Je pose mon cartable, et je lui fais :
— Tu as reçu sa lettre, à Marina ?
— Non, elle répond. Je n’ai pas regardé, aujourd’hui …
— Et toi ? t’es-tu empressée de demander, les yeux tout rallumés.
— Moi, oui … je réponds.
Je suis pensif.
Plein d’inquiétude.
Tu sais, ce genre d’inquiétude que l’on a quand on réalise tout à coup l’ampleur de toute la maladresse dont on dispose pour faire face à cet inévitable numéro de funambule sans filet … Ce genre d’inquiétude bourrée de pressentiments, indomptables et complètement impuissants, mais qui t’obligent à continuer les gestes de ta propre catastrophe, tandis que tu sais déjà pertinemment, tout au fond de toi, qu’il est déjà trop tard pour faire demi-tour …
L’extrémité de mes doigts est saccadée de petits mouvements nerveux, convulsifs, mes jambes se mettent à trembler ; ma vue, fatiguée, se trouble ; j’ai la gorge sèche, les lèvres qui restent collées, et la langue paralysée …
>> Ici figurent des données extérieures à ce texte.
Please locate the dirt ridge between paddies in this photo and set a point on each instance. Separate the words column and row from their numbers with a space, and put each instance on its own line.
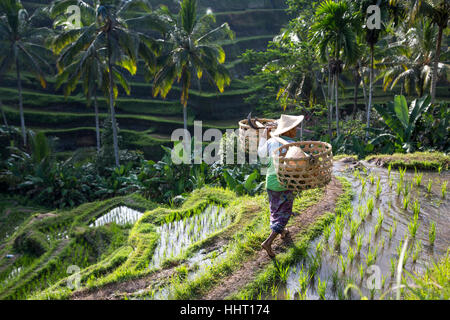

C’est la première fois, que je ressens ce genre d’émotion : une espèce de vieillesse précoce, une sensation d’usure corporelle qui arriverait avant l’heure, sans rendez-vous ni présent, un truc dont il faudrait pouvoir se débarrasser au plus vite, mais qui est déjà rentré chez vous, pour se mettre incognito à la table de vos commandes manuelles !
Plus tard, parmi des dizaines et des dizaines d’émotions différentes, celle-ci, je la reconnaîtrai parmi cent mille, tant elle est sordide !
Cette émotion, c’est l’intuition, certaine, de savoir que l’on est exactement en train d’effectuer les derniers gestes qui précèdent la chute, et ne pas pouvoir s’en empêcher ! Ne rien pouvoir faire pour arrêter l’inéluctable ! Ne rien pouvoir contre l’irréparable ! Un peu comme lorsqu’un beau vase, qui n’est pas le vôtre, est en train de tomber par terre par votre faute, et que sa chute semble durer une éternité tant votre esprit a le temps de réaliser combien votre maladresse sera impardonnable, et ce vase, irremplaçable !

La certitude de savoir que l’on ne sera pas à la hauteur, que l’on va manquer la seule marche qui se présente à soi, et que, toute la vie durant, on n’aura plus que cette marche ratée sur le fond du cœur.
Je me tais, je parcours le sol, ce fragment de sol que je connais déjà par cœur, ce fragment de sol qui semble avoir toujours été gravé là en moi … Autour de nous, les autres s’agitent, ils parlent, ils rient, ils bougent, pendant que tout, en moi, se déroule comme un film au ralenti, jusqu’à cette musique céleste interne, qui m’envahit et m’inonde … Je sens les pulsations de mon pouls se ralentir, se figer … Sans le savoir, tout, en moi, est déjà prêt pour que j’accepte, bientôt, de passer toute ma vie à ne savoir que descendre et retourner à la mine de ces inestimables images si précieusement accumulées.